Quant à Abdelfattah Saied, il fait les frais d’une double procédure judiciaire, pour bien moins que ça : l’enseignant a relayé sur sa page Facebook une vidéo qui expose la thèse du complot étatique dans l’attentat de Sousse. Un fait qui, selon la Justice tunisienne, tomberait aussi sous la loi de 2003 : l’enseignant, d’une certaine manière, supporterait les terroristes en essayant de les disculper ; sans commentaire… Il a par ailleurs posté, sur Facebook également, une caricature du premier ministre tunisien, Habib Essid, assortie d’un commentaire suggérant que le premier ministre était au courant de la préparation de l’attentat, ce qui lui a valu une inculpation pour « diffamation d’un fonctionnaire de l’État »…
Éric Goldstein, le Directeur-adjoint de la division Moyen-Orient et Afrique du Nord de Human Rights Watch, a résumé en quelques mots ce que signifient ces mises en accusation : « Les préoccupations compréhensibles de la Tunisie à propos de la sécurité ne devraient pas se traduire par la qualification de journalistes et de blogueurs comme des terroristes en raison de leurs critiques à l’égard du gouvernement ou pour avoir contesté la version officielle du gouvernement. (…) Les autorités tunisiennes devraient arrêter de mener des poursuites contre des journalistes et d’autres personnes en invoquant des lois antiterroristes pour des informations et des opinions qui relèvent du débat public à propos des graves attaques qui ont secoué le pays. »

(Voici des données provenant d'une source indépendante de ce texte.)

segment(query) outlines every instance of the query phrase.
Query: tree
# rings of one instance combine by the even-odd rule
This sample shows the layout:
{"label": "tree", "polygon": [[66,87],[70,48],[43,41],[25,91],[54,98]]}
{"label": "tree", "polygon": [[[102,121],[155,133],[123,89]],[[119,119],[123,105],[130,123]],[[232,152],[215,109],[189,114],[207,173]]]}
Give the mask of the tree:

Le journaliste Noureddine Mbarki a été mis en liberté provisoire jusqu’à sa prochaine audition ; l’enseignant Abdelfattah Saied est en détention depuis le 16 juillet. L’article 18 de la loi de 2003 prévoit une peine de 5 à 12 ans de prison pour qui, d’une manière ou d’une autre, favorisera une organisation terroriste…
La souricière se referme ainsi petit à petit sur la Tunisie, insensiblement… La prochaine étape, c’est une nouvelle loi antiterroriste, qui devrait autoriser les forces de police à intervenir sans mandat du pouvoir judiciaire, à réagir d’initiative et –c’est dans le projet de loi- à ouvrir le feu et éliminer, à discrétion, des personnes qui seraient suspectées de menacer la sécurité publique dans un cadre de soupçon de terrorisme…

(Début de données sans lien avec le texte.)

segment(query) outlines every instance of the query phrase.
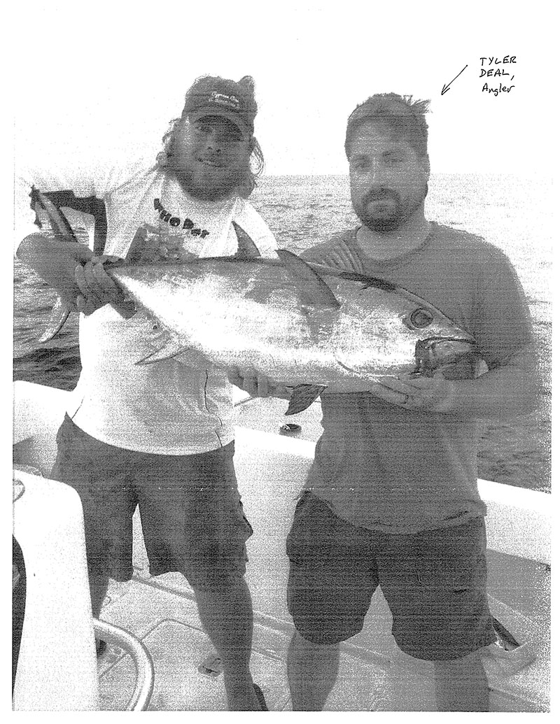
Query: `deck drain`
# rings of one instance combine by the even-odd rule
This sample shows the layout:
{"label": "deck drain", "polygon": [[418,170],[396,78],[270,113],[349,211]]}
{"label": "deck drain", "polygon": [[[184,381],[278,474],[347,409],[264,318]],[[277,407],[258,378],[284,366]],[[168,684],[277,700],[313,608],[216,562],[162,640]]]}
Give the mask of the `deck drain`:
{"label": "deck drain", "polygon": [[209,654],[198,667],[200,673],[211,678],[220,676],[223,670],[222,660],[216,654]]}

C’est aussi, dans le même temps, une toute autre intention du nouveau gouvernement : celle de voter une loi de « réconciliation nationale », qui permettrait aux magouilleurs de tous bords jadis impliqués dans le « système » bénaliste et aujourd’hui en exil de revenir au pays et de reprendre leur place dans l’immobilité de l’histoire et le mouvement des affaires, en parfaite impunité, sans être en rien inquiétés, et ce « dans l’intérêt de la relance économique en Tunisie ». Ainsi, certainement, la boucle sera-t-elle bouclée.
Le gouvernement envisage de faire passer cet ensemble au parlement dès la rentrée de septembre.
C’est le moment, en effet ; il ne faut pas laisser passer le coche (rien n’assure qu’un troisième attentat d’envergure surviendra pour maintenir longtemps encore l’ambiance actuelle et l’état d’esprit populaire qu’elle suscite).